The execution of the transformation is carried out by the file [genomop_drug_exposure.py](../examples/genomop_drug_exposure.py). 

This script performs the following steps:
1. Loads parameters
2. Loads vocabulary tables
   - In this case it also loads the CIMA codes to map the drug codes from the CIMA database. 
3. Loads each file
   1. Assign a new `vocabulary_id` column if needed.
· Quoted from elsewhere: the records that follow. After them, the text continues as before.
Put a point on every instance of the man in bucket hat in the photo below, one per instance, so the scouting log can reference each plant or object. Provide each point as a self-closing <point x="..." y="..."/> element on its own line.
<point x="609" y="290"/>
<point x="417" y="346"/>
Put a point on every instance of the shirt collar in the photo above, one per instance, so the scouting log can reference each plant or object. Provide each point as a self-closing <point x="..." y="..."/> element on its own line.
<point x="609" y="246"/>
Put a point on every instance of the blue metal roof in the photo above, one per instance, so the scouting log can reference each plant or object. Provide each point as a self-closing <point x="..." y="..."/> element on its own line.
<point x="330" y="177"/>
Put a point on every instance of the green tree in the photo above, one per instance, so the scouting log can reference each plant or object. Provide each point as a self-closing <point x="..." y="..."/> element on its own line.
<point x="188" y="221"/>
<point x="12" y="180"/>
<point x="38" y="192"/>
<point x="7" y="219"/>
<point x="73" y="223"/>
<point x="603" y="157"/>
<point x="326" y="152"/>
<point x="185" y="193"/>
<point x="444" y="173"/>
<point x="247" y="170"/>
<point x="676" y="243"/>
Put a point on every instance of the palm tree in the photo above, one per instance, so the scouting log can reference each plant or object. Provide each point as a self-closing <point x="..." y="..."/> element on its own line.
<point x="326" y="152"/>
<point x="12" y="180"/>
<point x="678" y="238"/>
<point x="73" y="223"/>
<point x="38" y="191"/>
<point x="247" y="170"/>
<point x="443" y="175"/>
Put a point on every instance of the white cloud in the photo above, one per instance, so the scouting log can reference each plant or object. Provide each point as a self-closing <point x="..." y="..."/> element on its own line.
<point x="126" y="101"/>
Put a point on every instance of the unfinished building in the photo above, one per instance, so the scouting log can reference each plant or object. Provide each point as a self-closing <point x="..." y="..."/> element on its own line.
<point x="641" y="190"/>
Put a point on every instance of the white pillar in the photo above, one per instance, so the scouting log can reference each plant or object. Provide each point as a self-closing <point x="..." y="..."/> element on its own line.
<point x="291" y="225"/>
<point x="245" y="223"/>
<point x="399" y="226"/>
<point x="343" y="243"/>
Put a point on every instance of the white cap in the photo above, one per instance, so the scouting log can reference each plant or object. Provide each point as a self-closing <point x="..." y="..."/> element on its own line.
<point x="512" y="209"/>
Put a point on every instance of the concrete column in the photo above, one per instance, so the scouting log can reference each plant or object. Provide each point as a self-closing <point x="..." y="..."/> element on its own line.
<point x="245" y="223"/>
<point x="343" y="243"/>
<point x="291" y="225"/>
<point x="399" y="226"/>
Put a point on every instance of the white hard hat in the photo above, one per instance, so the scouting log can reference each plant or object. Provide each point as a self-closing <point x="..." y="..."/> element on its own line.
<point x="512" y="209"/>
See `append_vocabulary` parameter.
   2. Rename the column containing the drug names or codes to `_source_value`. See `column_map` parameter.
   3. Maps source codes to a specific column in the CONCEPT table to retrieve the `source_concept_id`. See `vocabulary_config` parameter.
4. Creates a single table with all files.
5. Map source_concept_id codes to concept_id. 
6. Check for codes that were not mapped.
   - Parameter `unmapped_measurement` can be used to define additional mappings to be applied for measurement codes.
7. Creates primary key (`drug_exposure_id`)
8.  Finds any entries that are contained within a visit in the VISIT_OCCURRENCE table and assigns the corresponding `visit_occurrence_id`.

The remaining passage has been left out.